Saturday, December 24, 2016

Sermon for Christmas Eve 2016

Preached at Canadochly Lutheran Church on December 24, 2016
Scripture text: Luke 2:1-7

I try to have a sense of how I’m going to preach Christmas Eve some weeks before the day arrives. In an effort to find some ideas, I went through my sermon blog to review old Christmas sermons and I found some inspiration in the very first Christmas Eve sermon I preached here. In it, I ranted and raved against the “Christmas rules.”

Well, not much has changed in four years. I still hate the Christmas rules, those requirements that are placed upon all of us to have a sense of artificial cheer and sentimentality during this time of year. Be happy. Be joyful. Be full of mirth. OR ELSE!

In recent years, there’s even been a new rule. The old ones weren’t enough, so they added a new one. Back during my childhood all those years ago, “Happy Holidays” was a perfectly acceptable greeting for people during this time of year. But not anymore. Now using that particular phrase makes you are some manner of Christmas apostate. A heathen who rejects the true spirit of Christmas. Another rule. Yet more Christmas rule nonsense.

I don’t like these rules because they create an aura of fakery and deceit around this holiday. They force us to feel things we might not. They force us to gloss over memories that might be painful. They force us to pretend that the world is not what it is, to ignore the fact that our fellow citizens celebrate a whole myriad of holidays from Hanukkah to Kwanzaa to Mawlid to Yule to New Year’s Eve. I doubt many of even us Christians will forego that last one in order to somehow make Christmas the sole holiday of the season. I know I won’t.

These rules force us to pretend. To be something we are not. To feel things we may not. I don’t like that kind of fakery. I like the truth. I like what is real. And I’m not alone.

You see, all the very BEST Christmas stories don’t obey the rules. All the best Christmas stories begin dire and dark. The Grinch is going to steal all the Christmas presents. Scrooge is a horrible nasty person who’s going to be damned if he doesn’t shape up. George Bailey is about to jump off a bridge and kill himself. Even Charlie Brown is made fun of for his wimpy little tree, and Rudolph can’t play any reindeer games. These are not happy stories, at least not the start. They are grounded in the real and often painful experiences of human beings.

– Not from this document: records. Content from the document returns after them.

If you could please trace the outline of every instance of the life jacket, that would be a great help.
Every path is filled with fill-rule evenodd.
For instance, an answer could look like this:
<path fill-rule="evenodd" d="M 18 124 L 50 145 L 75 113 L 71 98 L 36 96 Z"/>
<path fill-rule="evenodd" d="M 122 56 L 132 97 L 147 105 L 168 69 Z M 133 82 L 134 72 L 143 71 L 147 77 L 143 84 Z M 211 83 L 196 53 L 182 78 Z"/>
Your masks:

Luke’s Gospel story of Jesus’ birth, the story of the first Christmas, does not begin as a happy story either. That’s because it’s not some fairy tale fantasy. It is not perfect and pretty like a Norman Rockwell painting. It is grounded in the real world. Luke begins the story not with “Once upon a time,” but with a statement of the political order of the day. “In those days a decree went out from Emperor Augustus” and this happened “while Quirinius was governor of Syria.”

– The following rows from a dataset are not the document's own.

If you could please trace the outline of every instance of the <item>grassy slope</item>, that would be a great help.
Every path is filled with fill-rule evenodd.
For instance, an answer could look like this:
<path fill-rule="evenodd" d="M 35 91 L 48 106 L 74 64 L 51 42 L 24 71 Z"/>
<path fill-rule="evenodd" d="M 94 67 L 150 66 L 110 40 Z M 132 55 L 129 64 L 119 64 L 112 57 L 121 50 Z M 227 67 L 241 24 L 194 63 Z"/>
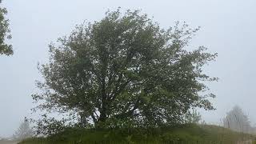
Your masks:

The decree is for a census, to discover the population of the vast Roman Empire. Older translations of this story, like the KJV, cut to the chase. The census is for a tax. A tax of this magnitude can only mean one thing. The Empire is going to war. There is an invasion planned, perhaps of Briton or Germany or Parthia (modern day Iran.) Funny how the more things change, the more they stay the same. Then as now, those lands where human civilization was born are  seemingly a place of unending conflict and turmoil.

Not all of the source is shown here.